Hacker News new | ask | show | jobs
by 3cats-in-a-coat 240 days ago
I'll say the obvious. A lot of this you can just do in JSON.

Let's take the example:

    {
      "users": [
        { "id": 1, "name": "Alice", "role": "admin" },
        { "id": 2, "name": "Bob", "role": "user" }
      ]
    }

    users[2]{id,name,role}:
      1,Alice,admin
      2,Bob,user
We can keep it JSON, but use more compact list expressions, as tuples when pragmatic:

    ["users",
       [1, "Alice", "admin"],
       [2, "Bob", "user"]
    ]
The thing is the game with LLMs is not what's shortest, but what's:

1. Mainstream, so they understand it.

2. What they're tuned for, and their tuned for what's mainstream (JSON).

If you want to go extreme compression you can shove it all in JSON strings too and keep the larger structure JSON:

    ["users",
       "1:admin:Alice",
       "2:user:Bob",
    ]
You may say "how is this better". Well it's better because it's still JSON, there's less to explain to the LLM, and to your other devs. Even if we use a weird compact format like "id:role:name" this is still shorter to explain than a completely different syntax with its whole world of rules.
1 comments

If fairness to toon, the alternative json your giving doesn’t include hints on structure.

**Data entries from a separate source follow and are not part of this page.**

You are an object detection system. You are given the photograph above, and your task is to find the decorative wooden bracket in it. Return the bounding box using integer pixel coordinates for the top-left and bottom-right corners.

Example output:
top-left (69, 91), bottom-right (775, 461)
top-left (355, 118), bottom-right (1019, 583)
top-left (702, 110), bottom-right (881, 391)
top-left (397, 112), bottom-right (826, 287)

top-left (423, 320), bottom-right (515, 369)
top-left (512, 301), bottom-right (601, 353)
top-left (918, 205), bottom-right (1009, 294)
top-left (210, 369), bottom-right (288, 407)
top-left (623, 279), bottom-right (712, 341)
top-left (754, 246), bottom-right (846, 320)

Not sure LLM are more “tuned” to JSON.

That said, your general point holds that toon maybe unnecessary. Especially in the examples given. But perhaps plan text would suffice. Toon could be useful when automating inputs with many different shapes.

Yea exactly. The LLMs are tuned to natural language. I don't think anything will beat good ol' templating (a.k.a. plain text). In Go I do something like this:

  // mytemplate.tmpl
  Description="The following data is for the users in our application."
  Format="id,name,role"
  length=2
  Data:
  {{range .}}
  {{.ID}}, {{.Name}}, {{.Role}}
  {{end}}
This way you're able to change the formatting to something the LLM understands for each struct. The LLM might understand some structs better as JSON, others as YAML, and others in an arbitrary format. Templating gives you the most flexibility to choose which one will work best.